Robert Shmerling, M.D., is associate physician and clinical chief of rheumatology at Beth Israel Deaconess Medical Center and an associate professor in medicine at Harvard Medical School. He is an active teacher in the Internal Medicine Residency Program, serving as the Robinson Firm Chief. He is also a teacher in the Rheumatology Fellowship Program and has been a practicing rheumatologist for over 25 years.
Is there a connection between IBS and fibromyalgia?
While there is no definite, direct connection between them, irritable bowel syndrome (IBS) and fibromyalgia do occur together in many people.
Fibromyalgia is a painful condition of the bones, muscles and joints associated with poor quality sleep, fatigue and multiple areas of soreness. It is also diagnosed by its symptoms. Tests of the joints, muscles and bones are normal.
The cause of both conditions is unknown.
Several studies have noted an increase of fibromyalgia among people with IBS and an increase of IBS among people with fibromyalgia. The meaning of this is unclear. They could have a similar (or even identical) cause, but whether the trigger that starts them is something in the environment, a genetic tendency or a combination of the two is unknown.
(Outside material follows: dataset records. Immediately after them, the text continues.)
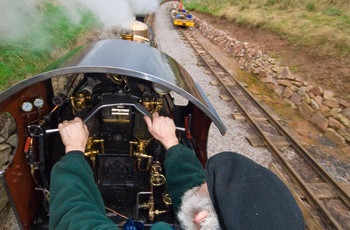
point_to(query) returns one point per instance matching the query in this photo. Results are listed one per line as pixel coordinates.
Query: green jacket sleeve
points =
(183, 172)
(75, 201)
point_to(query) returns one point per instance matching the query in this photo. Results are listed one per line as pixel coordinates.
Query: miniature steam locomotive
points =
(111, 84)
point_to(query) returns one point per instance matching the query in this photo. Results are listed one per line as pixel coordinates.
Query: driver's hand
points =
(162, 129)
(74, 134)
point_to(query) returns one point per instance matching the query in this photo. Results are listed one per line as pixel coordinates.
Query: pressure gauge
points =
(38, 102)
(27, 106)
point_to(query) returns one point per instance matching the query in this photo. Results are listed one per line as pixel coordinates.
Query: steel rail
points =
(310, 195)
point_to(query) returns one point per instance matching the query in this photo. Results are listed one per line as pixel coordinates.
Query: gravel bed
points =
(170, 42)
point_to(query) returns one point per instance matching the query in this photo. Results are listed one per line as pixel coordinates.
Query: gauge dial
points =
(27, 106)
(38, 102)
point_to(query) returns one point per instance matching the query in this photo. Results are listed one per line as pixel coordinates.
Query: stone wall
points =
(315, 104)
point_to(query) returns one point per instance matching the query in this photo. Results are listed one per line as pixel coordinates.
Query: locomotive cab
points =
(111, 85)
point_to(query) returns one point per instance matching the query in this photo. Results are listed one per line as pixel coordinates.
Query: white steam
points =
(17, 18)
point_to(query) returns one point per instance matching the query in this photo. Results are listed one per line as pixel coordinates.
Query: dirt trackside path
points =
(332, 73)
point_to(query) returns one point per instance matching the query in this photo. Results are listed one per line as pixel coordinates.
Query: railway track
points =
(324, 202)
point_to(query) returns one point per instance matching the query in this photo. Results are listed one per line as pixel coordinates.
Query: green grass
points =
(52, 37)
(322, 25)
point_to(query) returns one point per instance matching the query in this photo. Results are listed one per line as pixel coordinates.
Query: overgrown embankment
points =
(54, 32)
(323, 25)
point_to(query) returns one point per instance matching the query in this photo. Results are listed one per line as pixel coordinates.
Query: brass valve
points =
(91, 150)
(153, 106)
(79, 101)
(157, 179)
(140, 153)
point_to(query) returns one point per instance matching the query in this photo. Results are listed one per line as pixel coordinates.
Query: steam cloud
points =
(17, 18)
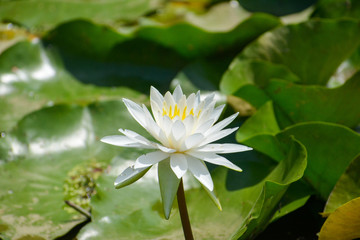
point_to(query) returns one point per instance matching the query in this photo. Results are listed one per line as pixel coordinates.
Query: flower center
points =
(176, 111)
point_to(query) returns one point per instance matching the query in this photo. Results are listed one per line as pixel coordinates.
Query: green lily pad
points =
(248, 199)
(311, 103)
(247, 78)
(343, 224)
(42, 152)
(32, 77)
(259, 132)
(346, 189)
(43, 15)
(320, 156)
(191, 40)
(315, 60)
(316, 137)
(337, 9)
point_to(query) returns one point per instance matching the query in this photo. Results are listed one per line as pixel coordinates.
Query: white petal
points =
(218, 135)
(192, 141)
(169, 99)
(178, 130)
(178, 164)
(223, 148)
(151, 126)
(204, 126)
(156, 96)
(215, 159)
(220, 125)
(189, 122)
(165, 149)
(149, 159)
(177, 94)
(136, 112)
(156, 110)
(124, 141)
(217, 112)
(137, 137)
(200, 172)
(167, 125)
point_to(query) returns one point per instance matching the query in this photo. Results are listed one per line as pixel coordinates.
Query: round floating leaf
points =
(259, 132)
(246, 78)
(32, 77)
(315, 60)
(42, 15)
(311, 103)
(346, 189)
(344, 223)
(316, 137)
(43, 149)
(337, 9)
(194, 41)
(276, 7)
(327, 152)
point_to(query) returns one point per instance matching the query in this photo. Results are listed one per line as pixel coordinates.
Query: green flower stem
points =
(185, 221)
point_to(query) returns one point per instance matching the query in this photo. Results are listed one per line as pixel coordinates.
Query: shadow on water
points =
(135, 63)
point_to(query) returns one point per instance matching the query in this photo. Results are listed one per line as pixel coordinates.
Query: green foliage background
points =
(290, 69)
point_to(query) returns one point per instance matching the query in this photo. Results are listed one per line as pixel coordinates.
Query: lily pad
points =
(346, 189)
(43, 15)
(343, 224)
(337, 9)
(248, 199)
(315, 60)
(311, 103)
(37, 157)
(32, 77)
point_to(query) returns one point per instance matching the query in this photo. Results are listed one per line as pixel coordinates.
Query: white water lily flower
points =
(185, 129)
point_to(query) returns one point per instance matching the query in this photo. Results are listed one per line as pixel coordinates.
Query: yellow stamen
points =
(184, 113)
(177, 112)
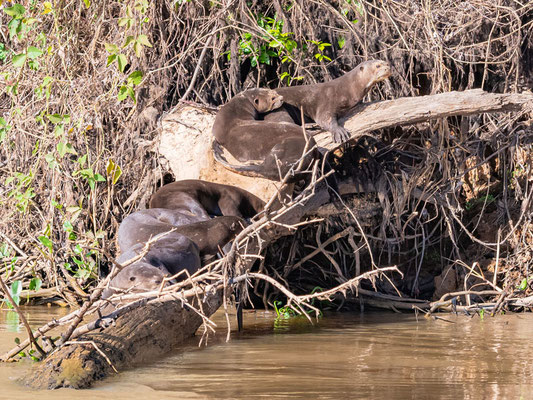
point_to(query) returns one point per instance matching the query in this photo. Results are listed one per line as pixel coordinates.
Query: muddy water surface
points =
(344, 356)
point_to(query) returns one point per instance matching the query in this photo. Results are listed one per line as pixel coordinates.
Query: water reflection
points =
(343, 356)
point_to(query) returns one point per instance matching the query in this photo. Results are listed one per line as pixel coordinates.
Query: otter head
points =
(265, 100)
(139, 277)
(372, 72)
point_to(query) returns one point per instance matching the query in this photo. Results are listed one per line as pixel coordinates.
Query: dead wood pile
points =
(443, 209)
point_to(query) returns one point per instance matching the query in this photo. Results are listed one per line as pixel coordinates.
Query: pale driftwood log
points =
(142, 335)
(151, 331)
(412, 110)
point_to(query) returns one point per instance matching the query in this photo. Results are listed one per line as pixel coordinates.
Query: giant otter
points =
(276, 145)
(327, 102)
(172, 252)
(144, 220)
(135, 278)
(207, 198)
(175, 248)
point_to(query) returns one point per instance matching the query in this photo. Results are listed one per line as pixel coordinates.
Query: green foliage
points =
(21, 189)
(272, 43)
(4, 129)
(488, 199)
(119, 55)
(283, 312)
(14, 291)
(320, 56)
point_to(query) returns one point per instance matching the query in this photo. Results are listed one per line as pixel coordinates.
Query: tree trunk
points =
(141, 335)
(158, 327)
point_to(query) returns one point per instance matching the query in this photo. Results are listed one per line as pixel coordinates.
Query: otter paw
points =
(341, 135)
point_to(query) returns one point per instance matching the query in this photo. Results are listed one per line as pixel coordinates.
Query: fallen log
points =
(154, 329)
(412, 110)
(143, 335)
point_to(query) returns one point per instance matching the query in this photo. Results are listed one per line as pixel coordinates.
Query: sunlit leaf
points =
(34, 52)
(122, 61)
(16, 11)
(46, 242)
(143, 39)
(19, 60)
(35, 284)
(135, 77)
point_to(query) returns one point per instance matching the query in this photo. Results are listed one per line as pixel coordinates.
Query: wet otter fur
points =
(328, 102)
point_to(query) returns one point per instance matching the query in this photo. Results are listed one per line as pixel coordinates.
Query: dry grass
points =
(434, 47)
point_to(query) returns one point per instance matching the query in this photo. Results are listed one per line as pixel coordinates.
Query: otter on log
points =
(135, 278)
(327, 102)
(179, 245)
(276, 145)
(206, 199)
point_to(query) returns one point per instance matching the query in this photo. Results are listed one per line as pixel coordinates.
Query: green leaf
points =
(110, 59)
(19, 60)
(67, 226)
(111, 48)
(138, 49)
(135, 77)
(51, 160)
(16, 288)
(131, 93)
(114, 171)
(122, 93)
(99, 178)
(64, 148)
(35, 284)
(82, 160)
(46, 242)
(34, 52)
(14, 27)
(122, 61)
(55, 118)
(143, 39)
(16, 11)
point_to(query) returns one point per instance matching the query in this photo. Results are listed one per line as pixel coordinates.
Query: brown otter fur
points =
(207, 198)
(246, 106)
(327, 102)
(137, 277)
(207, 236)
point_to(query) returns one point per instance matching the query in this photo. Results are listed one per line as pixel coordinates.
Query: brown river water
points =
(343, 356)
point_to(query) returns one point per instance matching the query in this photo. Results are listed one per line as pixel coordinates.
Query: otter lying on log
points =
(135, 278)
(276, 145)
(325, 103)
(207, 236)
(206, 199)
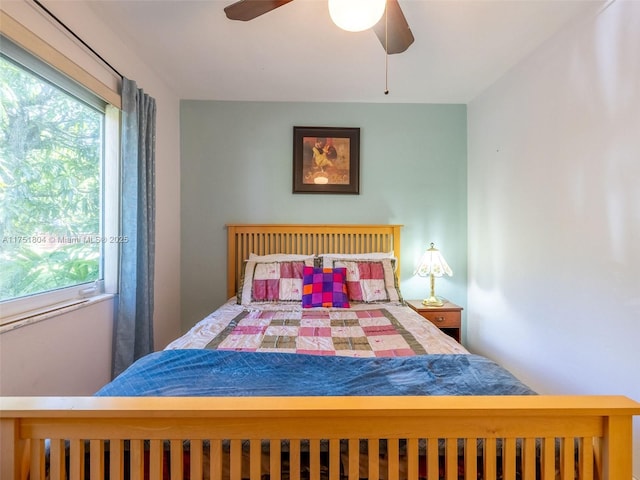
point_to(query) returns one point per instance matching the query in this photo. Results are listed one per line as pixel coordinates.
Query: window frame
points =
(26, 307)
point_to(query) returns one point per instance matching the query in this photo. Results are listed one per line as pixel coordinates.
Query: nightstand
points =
(447, 318)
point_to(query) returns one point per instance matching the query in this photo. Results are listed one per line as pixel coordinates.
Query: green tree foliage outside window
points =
(50, 186)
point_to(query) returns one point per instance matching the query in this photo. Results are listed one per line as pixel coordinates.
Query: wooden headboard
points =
(243, 239)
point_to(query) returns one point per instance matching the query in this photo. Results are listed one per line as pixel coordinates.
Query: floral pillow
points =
(272, 281)
(324, 287)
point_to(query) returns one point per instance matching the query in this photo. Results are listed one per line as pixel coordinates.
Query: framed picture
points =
(326, 160)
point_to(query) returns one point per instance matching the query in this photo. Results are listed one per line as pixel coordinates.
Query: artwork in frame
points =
(326, 160)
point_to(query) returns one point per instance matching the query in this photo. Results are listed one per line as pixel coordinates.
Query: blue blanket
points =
(227, 373)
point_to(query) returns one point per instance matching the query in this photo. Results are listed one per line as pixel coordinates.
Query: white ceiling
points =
(295, 53)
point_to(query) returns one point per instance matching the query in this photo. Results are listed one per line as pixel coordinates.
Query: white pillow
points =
(280, 257)
(327, 259)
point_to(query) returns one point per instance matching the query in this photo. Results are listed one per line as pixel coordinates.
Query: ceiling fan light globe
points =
(356, 15)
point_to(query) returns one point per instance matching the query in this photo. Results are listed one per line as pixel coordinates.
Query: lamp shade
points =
(433, 263)
(356, 15)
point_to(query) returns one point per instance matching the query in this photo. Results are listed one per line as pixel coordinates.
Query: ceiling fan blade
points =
(249, 9)
(397, 35)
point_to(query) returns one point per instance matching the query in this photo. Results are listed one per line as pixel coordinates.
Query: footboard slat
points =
(529, 459)
(586, 438)
(137, 463)
(76, 460)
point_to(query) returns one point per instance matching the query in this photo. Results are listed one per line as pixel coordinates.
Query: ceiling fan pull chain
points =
(386, 50)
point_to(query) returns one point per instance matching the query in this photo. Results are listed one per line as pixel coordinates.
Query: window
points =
(54, 187)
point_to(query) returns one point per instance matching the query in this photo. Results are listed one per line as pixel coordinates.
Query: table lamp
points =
(433, 264)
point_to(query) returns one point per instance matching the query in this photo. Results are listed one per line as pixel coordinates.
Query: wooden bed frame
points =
(544, 437)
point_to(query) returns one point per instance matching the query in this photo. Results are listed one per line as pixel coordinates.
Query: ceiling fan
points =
(393, 31)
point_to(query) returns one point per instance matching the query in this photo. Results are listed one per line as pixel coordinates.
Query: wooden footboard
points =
(540, 437)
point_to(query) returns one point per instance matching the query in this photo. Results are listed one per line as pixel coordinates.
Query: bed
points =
(430, 409)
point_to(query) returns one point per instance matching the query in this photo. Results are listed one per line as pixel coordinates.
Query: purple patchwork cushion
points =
(324, 287)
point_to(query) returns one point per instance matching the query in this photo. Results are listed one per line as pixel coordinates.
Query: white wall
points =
(93, 31)
(41, 359)
(554, 213)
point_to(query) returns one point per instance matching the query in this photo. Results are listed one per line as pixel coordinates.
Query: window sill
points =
(36, 316)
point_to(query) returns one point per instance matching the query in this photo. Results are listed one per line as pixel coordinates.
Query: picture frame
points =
(326, 160)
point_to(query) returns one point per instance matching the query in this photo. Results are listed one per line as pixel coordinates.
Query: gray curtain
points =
(133, 331)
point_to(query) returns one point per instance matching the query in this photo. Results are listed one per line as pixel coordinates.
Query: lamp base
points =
(433, 301)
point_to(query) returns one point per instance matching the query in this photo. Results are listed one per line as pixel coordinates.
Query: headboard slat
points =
(244, 239)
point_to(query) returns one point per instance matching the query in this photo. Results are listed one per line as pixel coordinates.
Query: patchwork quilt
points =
(374, 332)
(363, 330)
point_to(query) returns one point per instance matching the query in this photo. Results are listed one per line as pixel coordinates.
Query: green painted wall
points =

The treatment of fibromyalgia could make the symptoms of IBS worse. For example, amitriptyline (Elavil), a drug often prescribed for fibromyalgia, may make the constipation of IBS worse. And Lotronex (alosetron), prescribed for IBS, may occasionally cause muscle aches and fatigue, symptoms that are prominent with fibromyalgia.
While it's possible that IBS and fibromyalgia are more closely related than is currently recognized, we need a better understanding of these conditions to know how the observation that they occur together may shed light into cause, prevention and treatment.